Saya juga membaca Harimau karya Moctar Lubis, Siti Nurbaya, beberapa karya Pipit Senja dan entah berapa judul novel karya orang Indonesia lagi yang sudah saya lupa. Beberapa novel Andrea Hirata juga saya, tapi entahlah tidak satupun yang berhasil saya selesaikan, kecuali Laskar Pelangi, itu pun dengan sedikit memaksakan diri.
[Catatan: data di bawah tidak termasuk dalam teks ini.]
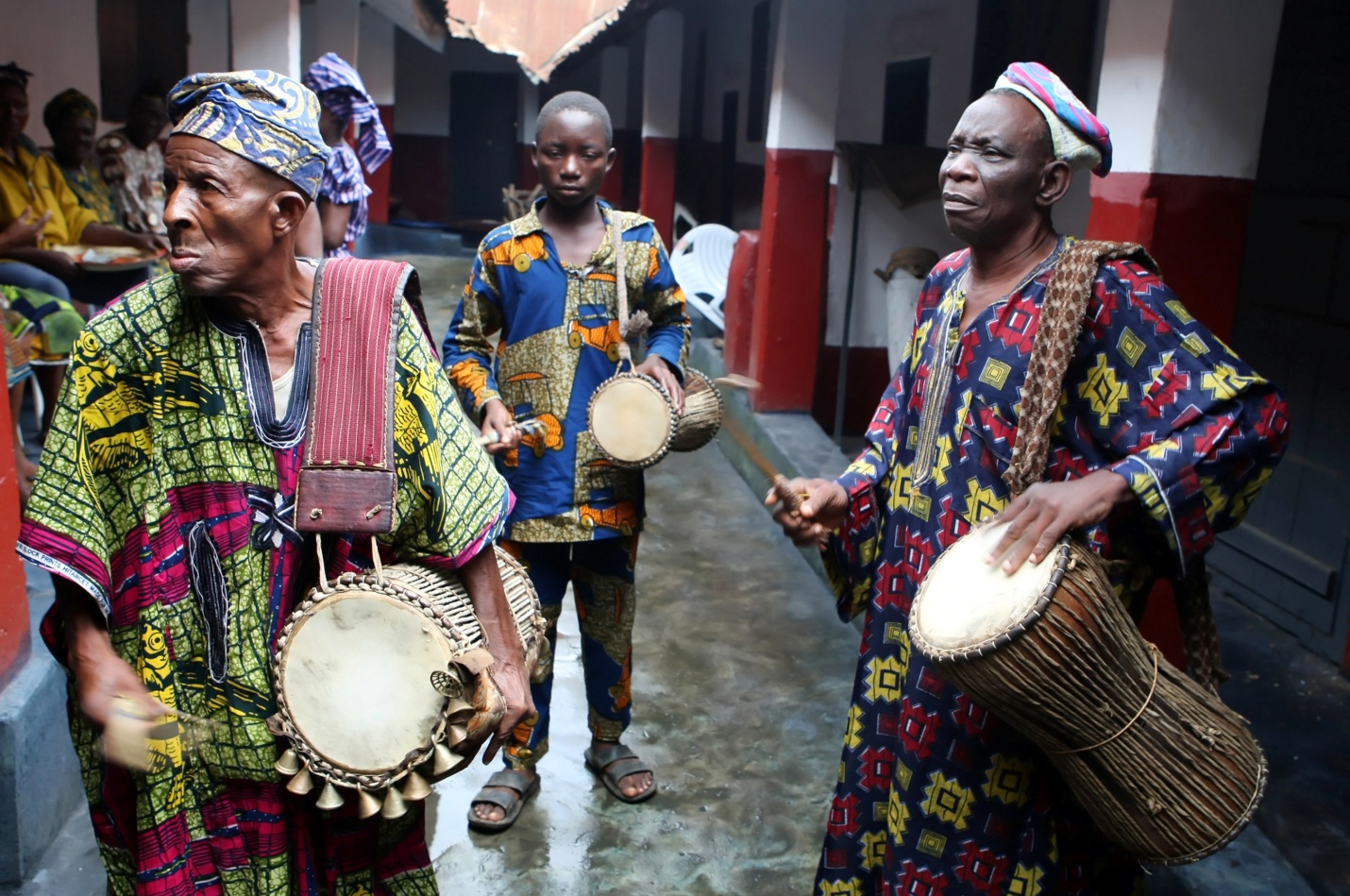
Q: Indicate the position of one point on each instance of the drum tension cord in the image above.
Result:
(323, 568)
(1153, 690)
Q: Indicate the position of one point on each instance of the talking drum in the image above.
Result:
(632, 420)
(1161, 766)
(702, 414)
(382, 683)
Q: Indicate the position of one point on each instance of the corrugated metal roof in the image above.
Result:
(539, 33)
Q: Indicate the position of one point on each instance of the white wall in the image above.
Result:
(208, 35)
(882, 31)
(329, 25)
(1184, 84)
(266, 35)
(57, 41)
(421, 80)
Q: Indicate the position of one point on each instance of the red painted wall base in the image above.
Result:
(1195, 227)
(14, 600)
(656, 195)
(790, 280)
Selain itu saya juga membaca Max Havelar.

Sedangkan penulis luar, saya menggemari karya-karya Leo Tolstoy, The Alchemist karya Paulo Choelo, beberapa novel Torey Heyden, The Ring karya Koji Suzuki, karya-karya Nawal el-Sadawi seperti Perempuan di Titik Nol dan beberapa karya lain dari el-Sadawi, karya-karya penulis Mesir lainnya seperti Naguib Mahfoudz, dan entahlah sudah banyak yang saya lupa. 

Saya ketika itu sangat suka membaca novel-novel Nawal el-Sadawi. Jika diringkas waktu itu penulis novel yang saya gemari adalah, Pramoedia, Ahmad Tohari, Hamka, Nawal el-Sadawi, dan beberapa penulis lain.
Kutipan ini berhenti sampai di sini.